The new training platform will help ensure residents of the state are not left behind by providing access to resources and training they need to get back on their feet, he said.
Coursera and the state Department of Labor have partnered to provide the free course offerings.
Topics for the nearly 4,000 courses include managing a remote team, business writing, marketing in a digital world, cybersecurity, entrepreneurship and the art of negotiation.
New Yorkers can get a free account and find out more about course offerings through this state website. The full Coursera catalog can be seen here.
The state will also partner with New York-based businesses to encourage their employees to utilize this free learning opportunity.
While Long Island’s private sector employment increased in September, the free courses come at a time to help those who are underemployed make themselves more qualified for industries that appears to be on the upswing.

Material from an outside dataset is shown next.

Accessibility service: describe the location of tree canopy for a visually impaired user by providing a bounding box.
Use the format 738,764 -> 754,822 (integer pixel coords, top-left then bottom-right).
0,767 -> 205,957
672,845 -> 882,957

According to the state labor department, private sector payroll employment on Long Island increased by 11,700 in September (the number is not seasonally adjusted). That increase followed an increase of 9,800 in August.
However, despite the gains over the last five months, employment in the private sector is down by 113,000, or 9.8 percent, compared to a year ago.
Private sector job gains in September were mainly due to seasonal factors, led by transportation and warehousing and private educational services. The social assistance industry, which includes child day care services, also added 3,600 jobs in September. Employment in the government sector grew by 14,700 in September, led by local government education services.